The way this is set up means a message will only ever be handed to one worker. That simplifies things a lot. The workers ask for work when they want it, rather than being constantly listening.

It took a little tuning but we process a couple billion events a day this way and it's been basically zero maintenance for almost 10 years. The wizards in devops even figured out a way to autoscale it.

Really unimpressed with so many people thinking it's OK to shoehorn their database as a message queue.

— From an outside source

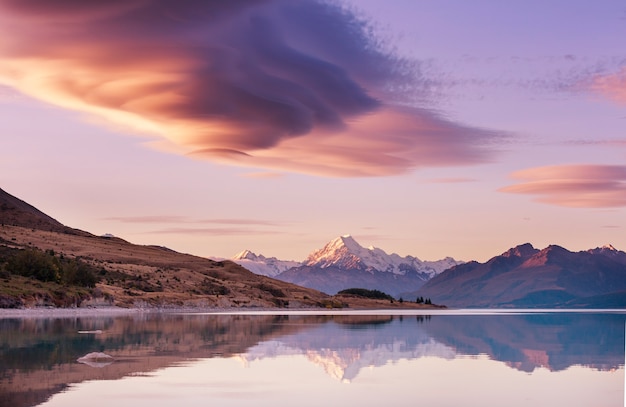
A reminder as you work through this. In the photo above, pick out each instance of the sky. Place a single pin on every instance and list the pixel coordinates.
(432, 129)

Use the right tool for the job.

Terrible idea. Using a database for queues means using a file format that's not optimized for this, so, unless you don't delete the rows (effectively having a always-growing table) you'll run into performance issues. Also the index for a processed flag will cause contention.

I'm certain you can work around those issues, but why if you can use a proper queue?

My main issue with pretty much all queue approaches is that they don't work across platforms. They are built for one technology stack, be it Python/NodeJS/etc. This is fine if you've only got one stack, but in a microservices world it doesn't work where jobs can span multiple systems. You might be able to find some abandoned library that supports that queue tech on the other platforms you need, but now you've basically become a queue tech maintainer.
I don't usually downvote posts, but this article is just garbage - a rant about "the cargo cult of scale" but no actual arguments as to why Postgres is better than redis or sqs or anything else. The main reason that people don't use postgres for this kind of thing isn't some kind of misguided obsession with scalability, it's because postgres is way more complicated to deploy / manage and harder to use for application developers than any of the other options.